Glossary
Activation Function
: Used in deep learning models to help calculate non-linear relationships.
Actuators
: Electro-mechanical devices like motors. They help with the movement of a robot.
AI
: See Artificial Intelligence.
AI Winter
: A prolonged period of time, such as in the 1970s and 1980s, when the AI industry came under much pressure, such as with cutbacks in funding.
Artificial Intelligence
: Where computers are able to learn from experience, which often involves processing data using sophisticated algorithms. Artificial intelligence is a broad category, which includes subsets like machine learning, deep learning, and Natural Language Processing (NLP).
Artificial Neural Network (ANN)
: The most basic structure for a deep learning model.
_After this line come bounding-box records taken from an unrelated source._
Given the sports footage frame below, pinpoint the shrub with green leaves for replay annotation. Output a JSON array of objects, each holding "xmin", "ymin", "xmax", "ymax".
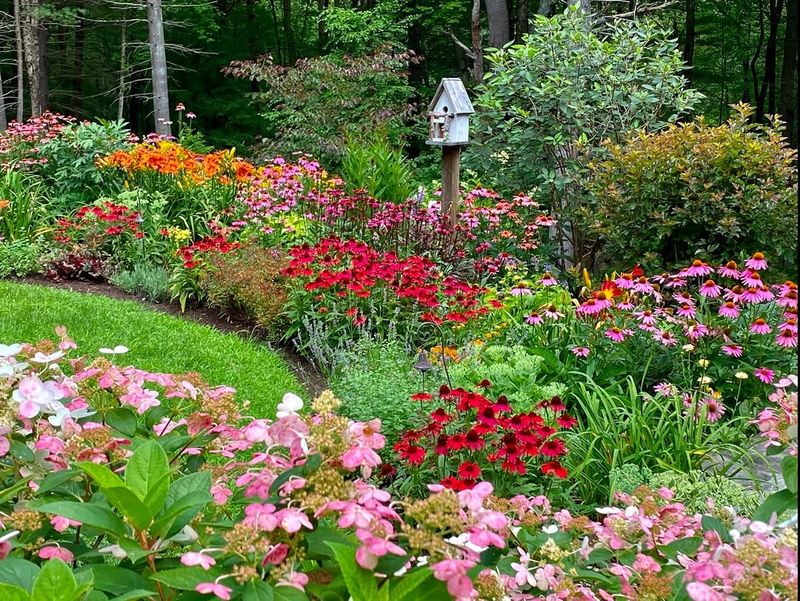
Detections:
[
  {"xmin": 0, "ymin": 238, "xmax": 41, "ymax": 278},
  {"xmin": 579, "ymin": 105, "xmax": 797, "ymax": 271},
  {"xmin": 110, "ymin": 264, "xmax": 171, "ymax": 303},
  {"xmin": 330, "ymin": 339, "xmax": 424, "ymax": 449}
]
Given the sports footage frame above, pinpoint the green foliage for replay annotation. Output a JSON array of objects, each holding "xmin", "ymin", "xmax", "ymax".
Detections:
[
  {"xmin": 39, "ymin": 119, "xmax": 130, "ymax": 210},
  {"xmin": 225, "ymin": 50, "xmax": 417, "ymax": 166},
  {"xmin": 567, "ymin": 378, "xmax": 752, "ymax": 503},
  {"xmin": 0, "ymin": 168, "xmax": 48, "ymax": 240},
  {"xmin": 341, "ymin": 136, "xmax": 416, "ymax": 203},
  {"xmin": 110, "ymin": 263, "xmax": 170, "ymax": 303},
  {"xmin": 0, "ymin": 281, "xmax": 305, "ymax": 414},
  {"xmin": 464, "ymin": 1, "xmax": 698, "ymax": 262},
  {"xmin": 0, "ymin": 238, "xmax": 41, "ymax": 278},
  {"xmin": 321, "ymin": 0, "xmax": 412, "ymax": 55},
  {"xmin": 449, "ymin": 345, "xmax": 567, "ymax": 412},
  {"xmin": 330, "ymin": 340, "xmax": 422, "ymax": 448},
  {"xmin": 579, "ymin": 105, "xmax": 797, "ymax": 269}
]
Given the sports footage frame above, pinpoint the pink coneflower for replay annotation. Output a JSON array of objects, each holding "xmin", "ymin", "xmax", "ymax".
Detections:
[
  {"xmin": 680, "ymin": 259, "xmax": 714, "ymax": 277},
  {"xmin": 525, "ymin": 311, "xmax": 544, "ymax": 326},
  {"xmin": 742, "ymin": 269, "xmax": 764, "ymax": 288},
  {"xmin": 575, "ymin": 298, "xmax": 610, "ymax": 315},
  {"xmin": 703, "ymin": 397, "xmax": 725, "ymax": 423},
  {"xmin": 653, "ymin": 382, "xmax": 676, "ymax": 397},
  {"xmin": 719, "ymin": 301, "xmax": 739, "ymax": 319},
  {"xmin": 633, "ymin": 276, "xmax": 655, "ymax": 294},
  {"xmin": 775, "ymin": 328, "xmax": 797, "ymax": 348},
  {"xmin": 753, "ymin": 367, "xmax": 775, "ymax": 384},
  {"xmin": 700, "ymin": 280, "xmax": 722, "ymax": 298},
  {"xmin": 614, "ymin": 273, "xmax": 633, "ymax": 290},
  {"xmin": 542, "ymin": 305, "xmax": 564, "ymax": 320},
  {"xmin": 634, "ymin": 309, "xmax": 656, "ymax": 326},
  {"xmin": 539, "ymin": 271, "xmax": 558, "ymax": 286},
  {"xmin": 717, "ymin": 261, "xmax": 741, "ymax": 280},
  {"xmin": 606, "ymin": 327, "xmax": 632, "ymax": 342},
  {"xmin": 722, "ymin": 343, "xmax": 744, "ymax": 357},
  {"xmin": 653, "ymin": 330, "xmax": 678, "ymax": 346},
  {"xmin": 750, "ymin": 317, "xmax": 772, "ymax": 334},
  {"xmin": 744, "ymin": 253, "xmax": 767, "ymax": 270}
]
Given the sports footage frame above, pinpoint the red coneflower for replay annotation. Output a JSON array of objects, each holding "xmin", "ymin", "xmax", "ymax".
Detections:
[
  {"xmin": 458, "ymin": 461, "xmax": 481, "ymax": 480},
  {"xmin": 541, "ymin": 461, "xmax": 567, "ymax": 480},
  {"xmin": 539, "ymin": 438, "xmax": 566, "ymax": 457}
]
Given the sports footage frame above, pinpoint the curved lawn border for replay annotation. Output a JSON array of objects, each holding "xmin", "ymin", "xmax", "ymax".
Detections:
[{"xmin": 0, "ymin": 281, "xmax": 307, "ymax": 417}]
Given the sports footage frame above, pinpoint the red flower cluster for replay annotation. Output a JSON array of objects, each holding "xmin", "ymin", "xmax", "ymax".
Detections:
[
  {"xmin": 283, "ymin": 237, "xmax": 490, "ymax": 324},
  {"xmin": 394, "ymin": 382, "xmax": 576, "ymax": 490},
  {"xmin": 176, "ymin": 234, "xmax": 240, "ymax": 269},
  {"xmin": 53, "ymin": 201, "xmax": 144, "ymax": 242}
]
The ANN includes multiple hidden layers that process data through the use of sophisticated algorithms.
Automation Fatigue
: With RPA, there will generally be less improvement as more tasks are automated.
Automated Machine Learning (AutoML)
: A digital tool or platform that allows beginners to create their own AI models.
Backpropagation
: A major breakthrough in deep learning. Backpropagation allows for more efficient assigning of weightings in models.
Bayes’ Theorem
: A statistical measure used in machine learning that helps to provide a more accurate view of the probabilities.
Big Data
: A category of technology that involves processing huge amounts of data. Big Data is often described as having the three Vs—that is, volume, variety, and velocity.
Binning
: Involves organizing data into groups.
Categorical Data
: Data that does not have a numerical meaning but instead has textual meaning, say with describing race or gender.
Cerebral Cortex
: Part of the human brain that has the most similarities to AI. It helps with thinking and other cognitive activities.
Chatbot
: An AI system that communicates with people
Clustering
: A form of unsupervised learning that takes unlabeled data and uses algorithms to put similar items into groups.
Cobot
: A robot that works alongside people.
Cognitive Robotic Process Automation (CRPA)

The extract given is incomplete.